In My Father’s House (2010-2013)
While visiting my parents in the fall of 2010, I photographed a napkin on which my father had inscribed two Elvis song titles, ‘In My Father’s House’ and ‘I Was the One.’ This small note was an insight to the private introspections of my father, the intimacy of which motivated me to investigate our relationship through the medium of photography. I expounded upon this by documenting various elements of our home and eventually asking others in my family to sit for portraits and to participate in constructed narratives. The majority of these images were captured using a large-format camera requiring a slower, more meditative process of photographing my family members while also conveying the quiet, unaffectionate tone of our relationships at that time. These images blurred the lines of what I recalled, what I wanted to admit and perhaps what I wanted to see.

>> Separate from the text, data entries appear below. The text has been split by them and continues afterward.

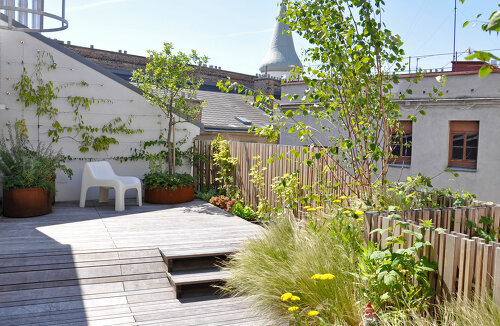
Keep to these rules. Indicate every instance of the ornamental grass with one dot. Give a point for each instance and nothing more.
(292, 271)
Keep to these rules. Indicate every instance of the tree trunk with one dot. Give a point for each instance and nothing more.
(169, 142)
(174, 147)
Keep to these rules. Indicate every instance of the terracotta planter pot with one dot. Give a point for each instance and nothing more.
(169, 196)
(26, 202)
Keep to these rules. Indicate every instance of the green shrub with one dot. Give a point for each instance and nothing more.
(245, 212)
(24, 166)
(206, 193)
(222, 202)
(160, 180)
(397, 279)
(284, 258)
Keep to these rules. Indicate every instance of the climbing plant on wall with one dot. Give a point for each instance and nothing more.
(33, 90)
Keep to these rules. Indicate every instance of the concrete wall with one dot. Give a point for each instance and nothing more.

On July 26, 2013 my father was diagnosed with terminal cancer that had already spread to his bones. He was with us for seven days after the diagnosis. In his last days of consciousness, my father began to lose touch with the world. Gripped by a sense of urgency, I acted on the desire to preserve these last moments in the time we had remaining. In those final hours, I grappled with my own disconnect as I slipped between the roles of active participant and documentarian. Although I had other photographic formats available, the phone camera became a discreet device of capture that allowed me to document without overly interfering with this fragile experience for myself and my family. These small images are fleeting yet also very intimate, showing my family engaged in an affection that we’d never allowed ourselves to express before.